At Thanksgiving my family and I traveled to Paris for the holiday. The timing was perfect for an American as the value of the Euro had fallen to around $1.04 versus the dollar. If you plan on a trip to the UK you might want to consider going now, as the value of the pound today took a nose dive to around $1.40.
The reason for the fall is likely the announcement this weekend that Prime Minister David Cameron has set the date for the ‘Brexit’ vote – Thursday, June 23.
While most of Cameron’s cabinet will be campaigning for the UK to remain in the European Union, a group of minsters have already lined up on the other side, and Sunday London mayor Boris Johnson surprised the government by coming out for exiting the EU.
“I would like to see a new relationship based more on trade, on co-operation but as I say with much less of this supra-national element, so that’s where I am coming from,” Johnson said in his statement for disunion.
“That’s why I have decided, after a huge amount of heartache because I did not want to do anything, I wanted – the last thing I wanted was to go against David Cameron or the government, but after a great deal of heartache I don’t think there is anything else I can do, I will be advocating Vote Leave, or whatever the team is called – I understand there are many of them – I think that is basically, because I want a better deal for the people of this country, to save them money, and to take back control.

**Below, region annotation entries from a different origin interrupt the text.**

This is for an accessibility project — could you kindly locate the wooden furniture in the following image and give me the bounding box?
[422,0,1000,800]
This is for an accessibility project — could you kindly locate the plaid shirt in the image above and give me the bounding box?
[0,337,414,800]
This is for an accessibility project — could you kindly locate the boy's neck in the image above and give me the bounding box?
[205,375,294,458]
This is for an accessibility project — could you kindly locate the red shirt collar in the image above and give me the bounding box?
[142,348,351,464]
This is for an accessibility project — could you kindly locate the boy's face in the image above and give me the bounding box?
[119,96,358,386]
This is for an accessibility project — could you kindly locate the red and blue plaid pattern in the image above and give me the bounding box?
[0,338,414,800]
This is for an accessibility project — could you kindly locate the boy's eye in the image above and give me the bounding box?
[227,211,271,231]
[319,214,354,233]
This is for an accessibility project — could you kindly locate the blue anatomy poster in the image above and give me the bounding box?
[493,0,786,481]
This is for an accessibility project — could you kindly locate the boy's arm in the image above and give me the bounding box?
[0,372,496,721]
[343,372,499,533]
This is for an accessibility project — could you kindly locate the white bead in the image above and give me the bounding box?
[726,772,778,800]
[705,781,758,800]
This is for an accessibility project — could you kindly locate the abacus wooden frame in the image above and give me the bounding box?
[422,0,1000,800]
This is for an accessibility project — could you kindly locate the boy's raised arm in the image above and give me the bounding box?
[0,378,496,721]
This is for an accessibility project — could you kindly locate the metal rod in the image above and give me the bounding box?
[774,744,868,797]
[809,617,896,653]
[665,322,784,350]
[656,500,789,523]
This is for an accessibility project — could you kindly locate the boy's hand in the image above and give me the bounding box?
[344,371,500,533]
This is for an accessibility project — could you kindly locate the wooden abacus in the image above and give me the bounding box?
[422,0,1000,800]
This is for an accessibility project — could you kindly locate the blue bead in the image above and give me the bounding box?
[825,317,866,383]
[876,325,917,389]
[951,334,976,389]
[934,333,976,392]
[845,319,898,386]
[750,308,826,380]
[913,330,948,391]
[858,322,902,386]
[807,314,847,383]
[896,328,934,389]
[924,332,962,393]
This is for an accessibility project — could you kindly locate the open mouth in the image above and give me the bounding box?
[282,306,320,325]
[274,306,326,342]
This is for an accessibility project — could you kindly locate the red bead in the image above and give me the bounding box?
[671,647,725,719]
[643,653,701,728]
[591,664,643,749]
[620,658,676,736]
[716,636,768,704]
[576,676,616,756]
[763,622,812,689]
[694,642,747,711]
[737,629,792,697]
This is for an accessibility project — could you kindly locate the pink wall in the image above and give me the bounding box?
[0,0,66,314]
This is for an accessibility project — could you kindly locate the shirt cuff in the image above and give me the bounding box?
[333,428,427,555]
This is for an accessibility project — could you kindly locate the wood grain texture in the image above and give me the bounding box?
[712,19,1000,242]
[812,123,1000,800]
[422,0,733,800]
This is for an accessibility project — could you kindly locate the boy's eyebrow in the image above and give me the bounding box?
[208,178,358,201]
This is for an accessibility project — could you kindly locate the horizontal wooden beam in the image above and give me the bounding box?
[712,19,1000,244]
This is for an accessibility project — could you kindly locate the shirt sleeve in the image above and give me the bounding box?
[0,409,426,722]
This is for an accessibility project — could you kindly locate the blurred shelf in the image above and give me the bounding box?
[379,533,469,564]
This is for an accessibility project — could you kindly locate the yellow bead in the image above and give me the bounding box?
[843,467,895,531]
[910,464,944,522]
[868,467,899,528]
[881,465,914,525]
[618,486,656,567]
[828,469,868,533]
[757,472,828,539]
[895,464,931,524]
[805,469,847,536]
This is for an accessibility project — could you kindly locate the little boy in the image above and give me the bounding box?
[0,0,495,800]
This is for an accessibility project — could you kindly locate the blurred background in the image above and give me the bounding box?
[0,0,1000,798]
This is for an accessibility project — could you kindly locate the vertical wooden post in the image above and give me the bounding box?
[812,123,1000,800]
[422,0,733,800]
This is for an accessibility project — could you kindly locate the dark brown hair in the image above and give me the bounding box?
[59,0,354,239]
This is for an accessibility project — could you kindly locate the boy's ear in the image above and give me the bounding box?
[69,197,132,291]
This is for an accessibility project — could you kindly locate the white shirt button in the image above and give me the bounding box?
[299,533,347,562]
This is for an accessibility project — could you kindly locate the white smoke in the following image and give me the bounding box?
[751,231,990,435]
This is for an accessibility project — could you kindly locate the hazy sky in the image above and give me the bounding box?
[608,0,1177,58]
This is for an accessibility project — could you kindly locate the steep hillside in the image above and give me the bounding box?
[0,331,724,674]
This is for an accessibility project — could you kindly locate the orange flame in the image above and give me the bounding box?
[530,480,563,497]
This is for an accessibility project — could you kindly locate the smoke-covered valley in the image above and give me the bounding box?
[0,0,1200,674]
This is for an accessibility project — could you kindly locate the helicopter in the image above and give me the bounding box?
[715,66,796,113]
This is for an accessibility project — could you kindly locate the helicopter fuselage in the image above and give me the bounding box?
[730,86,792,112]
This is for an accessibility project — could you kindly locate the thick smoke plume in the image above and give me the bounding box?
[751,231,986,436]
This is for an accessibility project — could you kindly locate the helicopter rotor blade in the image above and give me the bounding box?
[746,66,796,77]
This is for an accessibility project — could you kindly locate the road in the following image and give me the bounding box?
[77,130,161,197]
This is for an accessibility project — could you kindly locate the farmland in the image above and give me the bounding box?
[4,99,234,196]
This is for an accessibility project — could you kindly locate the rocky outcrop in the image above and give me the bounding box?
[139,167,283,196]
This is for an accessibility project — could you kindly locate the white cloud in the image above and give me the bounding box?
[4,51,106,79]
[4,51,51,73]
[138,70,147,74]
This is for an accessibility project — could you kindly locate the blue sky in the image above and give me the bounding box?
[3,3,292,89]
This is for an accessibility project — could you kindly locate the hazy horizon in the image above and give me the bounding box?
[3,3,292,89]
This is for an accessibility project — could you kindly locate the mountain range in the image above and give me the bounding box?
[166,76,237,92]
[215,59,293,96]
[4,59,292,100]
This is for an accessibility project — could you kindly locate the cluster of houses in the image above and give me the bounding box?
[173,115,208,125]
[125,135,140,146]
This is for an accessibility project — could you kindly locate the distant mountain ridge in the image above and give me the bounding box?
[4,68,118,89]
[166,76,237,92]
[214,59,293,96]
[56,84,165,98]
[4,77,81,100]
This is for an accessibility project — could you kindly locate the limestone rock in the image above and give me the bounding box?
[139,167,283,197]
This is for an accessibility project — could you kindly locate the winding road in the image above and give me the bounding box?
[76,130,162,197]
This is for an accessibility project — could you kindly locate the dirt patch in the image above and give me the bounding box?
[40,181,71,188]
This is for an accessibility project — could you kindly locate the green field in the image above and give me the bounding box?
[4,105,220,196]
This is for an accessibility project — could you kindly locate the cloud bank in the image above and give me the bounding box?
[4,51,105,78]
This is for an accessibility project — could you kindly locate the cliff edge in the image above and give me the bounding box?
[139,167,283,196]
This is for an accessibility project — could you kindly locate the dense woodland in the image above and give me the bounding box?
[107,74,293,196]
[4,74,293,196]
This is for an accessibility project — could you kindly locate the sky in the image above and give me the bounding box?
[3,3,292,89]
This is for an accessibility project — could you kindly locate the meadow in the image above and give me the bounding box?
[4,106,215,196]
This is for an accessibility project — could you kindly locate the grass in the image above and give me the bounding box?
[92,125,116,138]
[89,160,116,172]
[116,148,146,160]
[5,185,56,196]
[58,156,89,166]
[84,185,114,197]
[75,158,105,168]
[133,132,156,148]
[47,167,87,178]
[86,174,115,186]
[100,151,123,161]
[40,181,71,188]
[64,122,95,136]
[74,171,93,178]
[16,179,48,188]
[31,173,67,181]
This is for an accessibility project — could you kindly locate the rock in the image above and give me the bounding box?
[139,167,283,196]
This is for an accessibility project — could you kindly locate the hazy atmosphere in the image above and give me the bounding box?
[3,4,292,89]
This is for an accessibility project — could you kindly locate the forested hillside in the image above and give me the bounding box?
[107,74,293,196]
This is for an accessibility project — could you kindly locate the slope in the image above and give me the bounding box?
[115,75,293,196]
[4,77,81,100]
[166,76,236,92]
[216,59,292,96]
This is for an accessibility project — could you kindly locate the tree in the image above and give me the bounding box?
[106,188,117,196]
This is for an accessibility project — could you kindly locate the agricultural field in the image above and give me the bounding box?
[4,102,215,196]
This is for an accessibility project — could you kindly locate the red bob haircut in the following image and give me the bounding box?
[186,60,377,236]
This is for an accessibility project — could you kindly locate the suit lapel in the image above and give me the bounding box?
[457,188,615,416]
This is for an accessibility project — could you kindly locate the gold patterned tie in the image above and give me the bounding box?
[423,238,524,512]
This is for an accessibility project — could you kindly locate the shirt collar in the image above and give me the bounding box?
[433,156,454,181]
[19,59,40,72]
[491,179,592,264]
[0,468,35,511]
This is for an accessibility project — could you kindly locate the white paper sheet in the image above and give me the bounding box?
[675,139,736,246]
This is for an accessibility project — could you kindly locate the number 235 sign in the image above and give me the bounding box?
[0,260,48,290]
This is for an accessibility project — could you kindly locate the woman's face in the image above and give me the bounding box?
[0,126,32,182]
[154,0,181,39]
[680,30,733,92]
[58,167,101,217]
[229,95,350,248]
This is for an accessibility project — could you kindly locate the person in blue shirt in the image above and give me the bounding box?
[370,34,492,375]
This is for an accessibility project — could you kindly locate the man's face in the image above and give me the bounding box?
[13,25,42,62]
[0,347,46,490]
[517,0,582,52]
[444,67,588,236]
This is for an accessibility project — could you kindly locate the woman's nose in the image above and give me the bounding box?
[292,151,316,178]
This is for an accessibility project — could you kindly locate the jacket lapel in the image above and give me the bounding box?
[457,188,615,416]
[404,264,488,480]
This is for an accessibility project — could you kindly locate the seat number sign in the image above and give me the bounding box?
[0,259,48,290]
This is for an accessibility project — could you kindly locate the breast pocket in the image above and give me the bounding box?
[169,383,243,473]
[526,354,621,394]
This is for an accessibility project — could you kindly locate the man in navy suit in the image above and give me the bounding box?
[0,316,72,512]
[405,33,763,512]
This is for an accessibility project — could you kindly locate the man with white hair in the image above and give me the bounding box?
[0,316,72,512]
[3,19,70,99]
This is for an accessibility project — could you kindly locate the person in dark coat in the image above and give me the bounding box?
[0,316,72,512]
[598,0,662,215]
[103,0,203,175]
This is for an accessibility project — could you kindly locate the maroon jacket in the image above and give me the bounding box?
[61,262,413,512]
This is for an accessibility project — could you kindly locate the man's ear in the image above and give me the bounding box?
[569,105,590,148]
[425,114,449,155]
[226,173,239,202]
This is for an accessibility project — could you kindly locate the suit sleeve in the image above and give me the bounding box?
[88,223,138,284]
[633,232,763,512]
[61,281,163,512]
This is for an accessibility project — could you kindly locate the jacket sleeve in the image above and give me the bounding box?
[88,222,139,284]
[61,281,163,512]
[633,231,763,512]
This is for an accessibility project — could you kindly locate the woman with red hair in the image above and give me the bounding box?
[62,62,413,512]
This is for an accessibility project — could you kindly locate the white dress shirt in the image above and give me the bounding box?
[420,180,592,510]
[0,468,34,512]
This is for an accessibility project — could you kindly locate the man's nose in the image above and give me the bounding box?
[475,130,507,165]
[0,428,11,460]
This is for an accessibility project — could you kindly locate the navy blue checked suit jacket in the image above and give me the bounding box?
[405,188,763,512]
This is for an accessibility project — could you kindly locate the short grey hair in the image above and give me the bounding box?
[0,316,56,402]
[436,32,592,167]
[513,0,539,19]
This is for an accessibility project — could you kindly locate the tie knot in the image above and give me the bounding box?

That’s really I think what this is all about.”
Apple has responded to the Justice Department’s accusation that its position regarding unlocking the iPhone found in the possession of one of the San Bernardino shooters was merely a ‘marketing strategy’ but posting a new FAQ regarding the company’s stance.
In its statement Apple admits that it would be technical possible for the company to comply with the Court’s order, but “it’s something we believe is too dangerous to do. The only way to guarantee that such a powerful tool isn’t abused and doesn’t fall into the wrong hands is to never create it.”
Apple also said that it had never before complied with law enforcement’s request to have an iPhone unlocked.
“We regularly receive law enforcement requests for information about our customers and their Apple devices. In fact, we have a dedicated team that responds to these requests 24/7. We also provide guidelines on our website for law enforcement agencies so they know exactly what we are able to access and what legal authority we need to see before we can help them,” the company said.
Saturday was a good day for both the Hillary Clinton and Donald Trump campaigns.
Clinton edged out Bernie Sanders in the Nevada caucuses when it appeared she might be in serious trouble of losing a second race in a row. Instead she won 19 delegates versus 15 for Sanders.
But delegates are distributed differently in South Carolina, with a candidate winning all the delegates in each state county. Because of this, Trump won all 50 delegates available.
The victory for Trump ends up being far bigger than it would have otherwise, something actually baked into the system, designed this way to make sure the Republicans get a clear nominee early in the process so that candidate can begin campaigning in the general election. What the party did not anticipate was that the candidate might not be the party’s number one choice.
The Daily News, which has been blasting Trump and calling him a clown on its front page, continued with aother front page featuring The Donald.